Weekly Crude Oil Inventories Report
Crude Rally Pauses As Stockpiles Build Once Again & Geopolitical Tensions Rise
Crude Build Up Returns
Following a strong rally over the last three weeks, crude prices stalled this week as the latest industry data reported an unexpected build in inventories. The Energy Information Administration report, covering the week ending January 18th, showed that US crude inventories rose by 8 million barrels to close the week at 445 million barrels.
Domestic crude stocks are now around 9% above the five-year average for this time of the year according to the report. The build comes as a strong shock to the market which had been expecting a 42k barrel drawdown.
Gasoline Stocks Hit Record Highs
Additionally, the report showed that US gasoline stocks also rose for the eighth consecutive week, by a further 4.1 million barrels. This latest increase was well above the forecast 2.7 million barrel increase and takes total gasoline stocks to a record 259.6 million barrels.

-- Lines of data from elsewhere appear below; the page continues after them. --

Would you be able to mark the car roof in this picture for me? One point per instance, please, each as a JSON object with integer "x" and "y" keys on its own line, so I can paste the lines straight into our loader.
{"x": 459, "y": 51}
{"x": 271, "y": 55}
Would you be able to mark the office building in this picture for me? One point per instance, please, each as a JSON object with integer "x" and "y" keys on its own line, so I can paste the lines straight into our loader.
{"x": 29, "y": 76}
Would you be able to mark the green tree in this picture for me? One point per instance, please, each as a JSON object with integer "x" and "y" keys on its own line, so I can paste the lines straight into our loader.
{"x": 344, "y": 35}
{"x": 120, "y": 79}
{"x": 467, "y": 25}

Distillate Stockpiles Fall
The report also showed that distillate stockpiles, including diesel and heating oil, were down by 617k barrels, signaling a drawdown far exceeding the forecast 229k barrel decrease.
Net crude imports to the US were up 1.6 million barrels per day while refinery crude runs were down 174k barrels a day at 17 million barrel. Refinery utilization rates fell 1.7% over the week though, at 92.9%, they remain firm.
Output levels at refineries fell back over the week following a long run of high capacity operation, needed to satisfy the seasonal demand for diesel and heating oil as well as meeting foreign demand for exports. However, this has led to a large build up in gasoline stocks which could see refiners backing off further in coming weeks as the US heating oil season starts to wind down.
OPEC Concerned as Trump Attacks Venezuela
Crude bulls have also been frustrated this week by the negative news around Trump attacking the Venezuelan president. Trump publicly stated that he recognizes the opposition party in Venezuela as the legitimate government and has threatened the sitting government with sanctions on oil exports along with potential military action.
Venezuela has seen a catastrophic economic collapse over recent years following a severe deterioration in the country’s oil industry along with the negative impact of US sanctions, which have taken their toll. The issue is now starting to worry OPEC given Venezuela’s status as a founding member.
Trump Threatens Sanctions on Venezuelan Oil
It is unclear yet what sort of shape US sanctions could take. On the one hand, the US could simply restrict imports from Venezuela, which would see the output most likely re-routed to China and India. On the other, broader sanctions prohibiting Venezuela from dealing with other key economic players, as is the current situation with Iran, could have a much larger impact on the market.
Given that the crude produced in Venezuela is of the heavier variety, which is already under output restrictions following the production cuts announced by OPEC late last year, this would further widen the excess of the lighter variety of crude that is heavily produced by the US.
The rally in crude is now stalling just ahead of technical resistance overhead where we have confluence between the 55.43 level (key resistance over 2016 / 2017) and the completion of a symmetry swing, mapping the last push into the high before oil sold off last year.
While price is stalled around this level, the potential of a resumption of the bearish move is likely. Above here, however, focus will turn to a retest of the broken bullish trend line from 2015 lows along with further structural resistance at the 62.52 level.